Catalin Sandolache, 27 ans, étudie à l’ÉTS et travaille à temps partiel. Lui et sa copine, avec qui il vit depuis quatre ans, ont pu s’installer en appartement avec un fonds d’urgence déjà établi. Il trouve toutefois presque impossible de le gonfler, ou même d’épargner pour des projets à long terme.
«On a fait nos budgets, on a regardé nos dépenses, on a coupé où on pouvait, et même là, on n’arrive pas à épargner, m’a-t-il confié au téléphone. Il reste très peu d’argent après avoir payé les factures, et si on voulait en mettre de côté pour des projets, on risquerait de devoir puiser dans notre fonds d’urgence.»
Ils se privent donc de déménager, de voyager ou de changer leur voiture vieillissante.
Catalin espère bien sûr que sa situation change. Mais pas question de se départir de son fonds d’urgence, qui le rassure beaucoup. Si l’un d’eux perdait son emploi, ils auraient assez d’argent pour s’en tirer. «Ça nous sécurise de voir [le coussin], donc on n’y touche pas.»
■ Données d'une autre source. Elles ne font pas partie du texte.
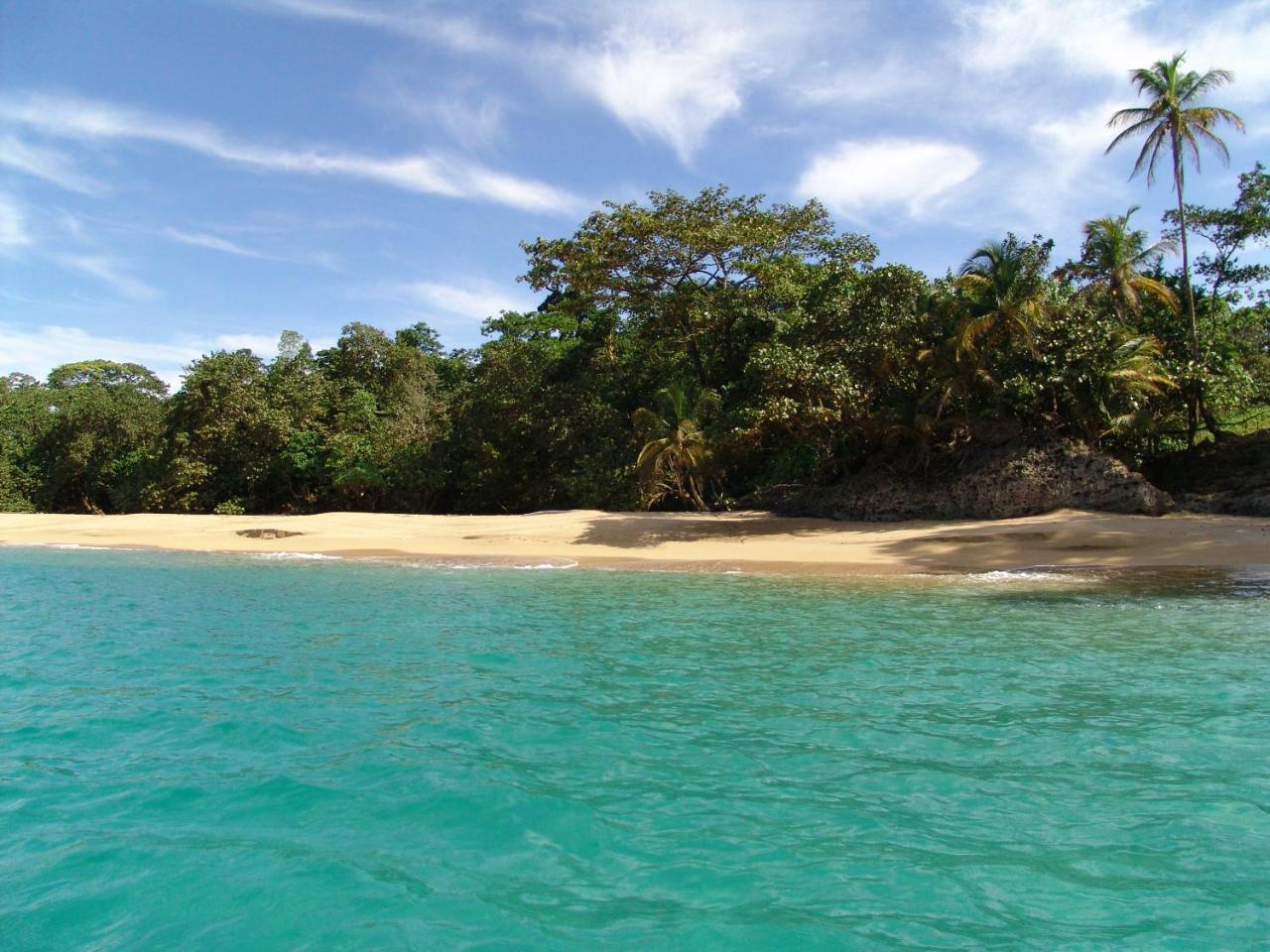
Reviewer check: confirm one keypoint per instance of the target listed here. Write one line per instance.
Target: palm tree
(1116, 255)
(1005, 298)
(1176, 118)
(1133, 376)
(676, 448)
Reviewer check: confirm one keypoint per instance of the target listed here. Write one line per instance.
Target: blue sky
(180, 176)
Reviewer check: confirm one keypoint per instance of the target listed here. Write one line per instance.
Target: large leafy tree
(1229, 231)
(1178, 123)
(102, 419)
(705, 278)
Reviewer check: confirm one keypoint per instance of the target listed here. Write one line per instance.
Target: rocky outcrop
(994, 483)
(1232, 476)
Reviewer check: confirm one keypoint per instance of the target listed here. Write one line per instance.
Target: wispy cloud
(666, 70)
(46, 164)
(672, 70)
(460, 33)
(36, 350)
(454, 306)
(214, 244)
(112, 272)
(13, 225)
(471, 117)
(911, 176)
(71, 117)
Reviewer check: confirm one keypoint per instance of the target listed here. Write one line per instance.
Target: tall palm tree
(676, 448)
(1116, 255)
(1178, 119)
(1005, 298)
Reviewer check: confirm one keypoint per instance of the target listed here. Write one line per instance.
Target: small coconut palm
(1116, 255)
(1133, 376)
(1003, 301)
(674, 457)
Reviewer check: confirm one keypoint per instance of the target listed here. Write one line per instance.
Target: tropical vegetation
(693, 349)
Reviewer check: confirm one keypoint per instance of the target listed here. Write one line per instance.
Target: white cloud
(674, 70)
(36, 350)
(430, 175)
(472, 118)
(1091, 36)
(13, 225)
(109, 271)
(1097, 39)
(456, 307)
(45, 164)
(857, 178)
(213, 243)
(458, 33)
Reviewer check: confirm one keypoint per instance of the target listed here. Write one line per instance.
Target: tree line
(690, 350)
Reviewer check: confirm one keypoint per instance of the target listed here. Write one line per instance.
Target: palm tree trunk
(1194, 397)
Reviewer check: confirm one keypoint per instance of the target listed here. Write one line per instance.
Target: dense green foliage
(693, 350)
(688, 352)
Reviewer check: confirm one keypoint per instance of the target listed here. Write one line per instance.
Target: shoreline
(699, 542)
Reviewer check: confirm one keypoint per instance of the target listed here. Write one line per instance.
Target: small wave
(72, 544)
(1001, 575)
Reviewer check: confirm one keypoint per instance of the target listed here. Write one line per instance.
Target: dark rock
(1232, 476)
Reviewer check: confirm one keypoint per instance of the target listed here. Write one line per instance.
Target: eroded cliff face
(992, 483)
(1232, 476)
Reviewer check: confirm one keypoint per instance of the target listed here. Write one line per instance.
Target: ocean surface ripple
(214, 752)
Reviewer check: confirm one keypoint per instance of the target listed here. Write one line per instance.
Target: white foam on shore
(302, 556)
(1007, 575)
(72, 544)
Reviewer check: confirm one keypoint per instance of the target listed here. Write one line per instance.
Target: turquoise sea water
(231, 753)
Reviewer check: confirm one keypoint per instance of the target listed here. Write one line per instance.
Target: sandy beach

Amélie Faubert, 32 ans, a passé de nombreuses années à vivre d’une paye à l’autre. Elle commence tout juste à se tricoter un coussin, et réalise plus que jamais son importance.
«J’ai eu un cancer l’an passé, et ça aurait été pratique d’avoir un coussin, relate l’intervenante et animatrice de la populaire balado Les Ficelles. Mais je traîne une marge de crédit étudiante, devenue prêt personnel, depuis mes 18 ans, et ça me pourrit la vie. J’ai maintenant un emploi stable et je me construis tranquillement un coussin depuis quatre mois.»
«La prochaine étape, c’est de regarder mon budget et mes dépenses. J’ai vécu beaucoup de précarité quand j’étais étudiante, je me permets donc des choses que je ne me permettais pas avant. Ça va être confrontant!», me dit-elle en rigolant.
Mais ces sacrifices en vaudront la peine. «Pour moi, un coussin, c’est aussi un signe d’indépendance et d’autonomie, conclut-elle. S’il m’arrive quelque chose du jour au lendemain, je sais que je n’aurai à dépendre de personne.»